Oral and maxillofacial soft tissue trauma can be divided into abrasions, contusions, cuts, puncture wounds, contusions, bite wounds, and firearm wounds according to the cause of the injury and the condition of the injury.
Why is infection easy to occur after oral and maxillofacial trauma?
There are many oral and maxillofacial cavities and sinuses, including oral cavity, nasal cavity, paranasal sinus and orbit. In these sinuses, there are a large number of bacteria. If they are connected to the wound, they are prone to infection. During the debridement process, the wounds connected with these sinuses should be closed as early as possible to reduce the chance of infection.
Why does facial trauma easily cause facial muscle movement disorders?
The facial nerve innervates the facial expression muscles and the third branch of the trigeminal nerve innervates the masticatory muscles, so when facial trauma occurs, it is possible to damage these two nerves and cause facial muscle movement disorders.
What are the frequent sites of mandibular fracture?
Fractures of the mandible often occur in the median joint, chin hole area, angle of the mandible, and condyle.
How are maxillary fractures classified?
Le Fort classifies them into three types according to the high and low position of the fracture line: Le Fort type I fracture: also known as a low maxillary fracture, or horizontal fracture.

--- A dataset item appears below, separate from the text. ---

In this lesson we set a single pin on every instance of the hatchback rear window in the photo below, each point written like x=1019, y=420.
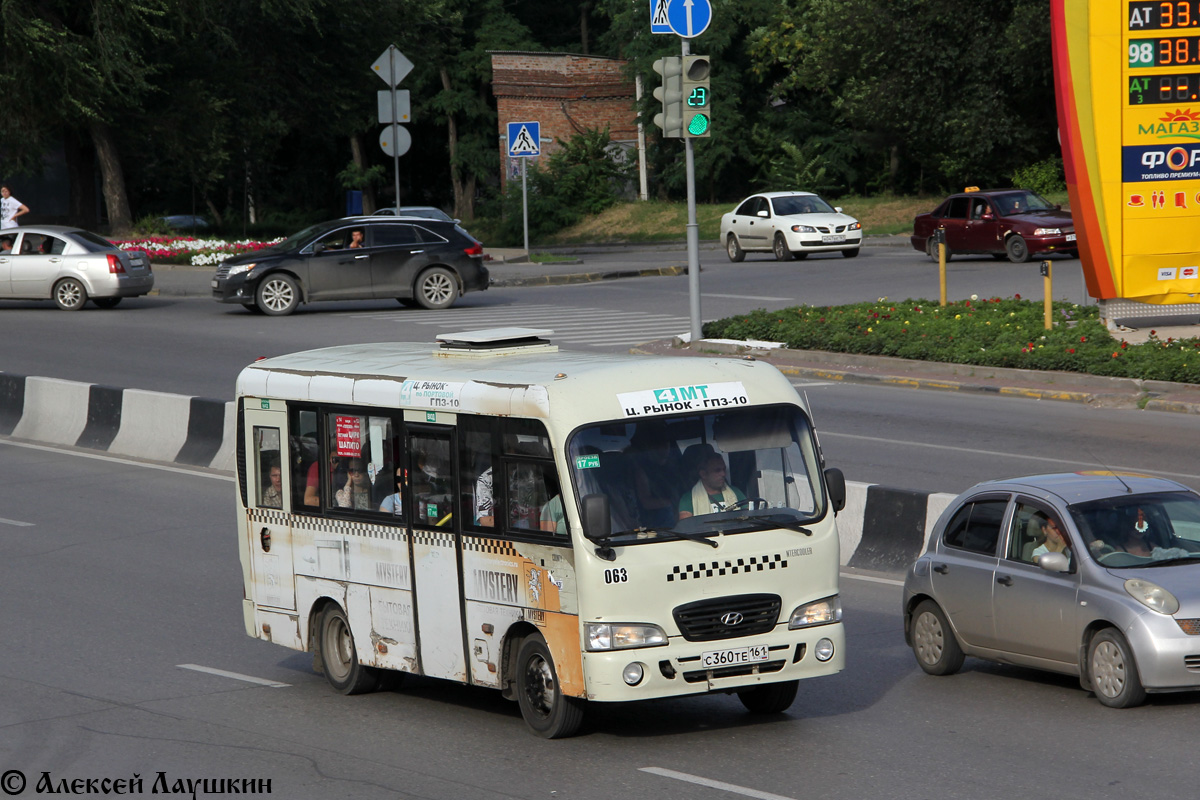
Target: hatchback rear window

Le Fort type II fracture: also known as a median maxillary fracture, or tapered fracture. le Fort type III fracture: also known as a high maxillary fracture, or suprazygomatic arch fracture.
What is the most important manifestation of jaw fracture?
The most important manifestations of jaw fracture are local swelling and pain; presence of fracture line; displacement of fracture segment; misalignment of occlusal relationship; and functional impairment.
Can the teeth located on the fracture line be retained after a jaw fracture?
After jaw fracture, the teeth located on the fracture line should be preserved as much as possible, but if the tooth decay is serious, it may lead to bone wound infection and affect the fracture healing, it should be extracted.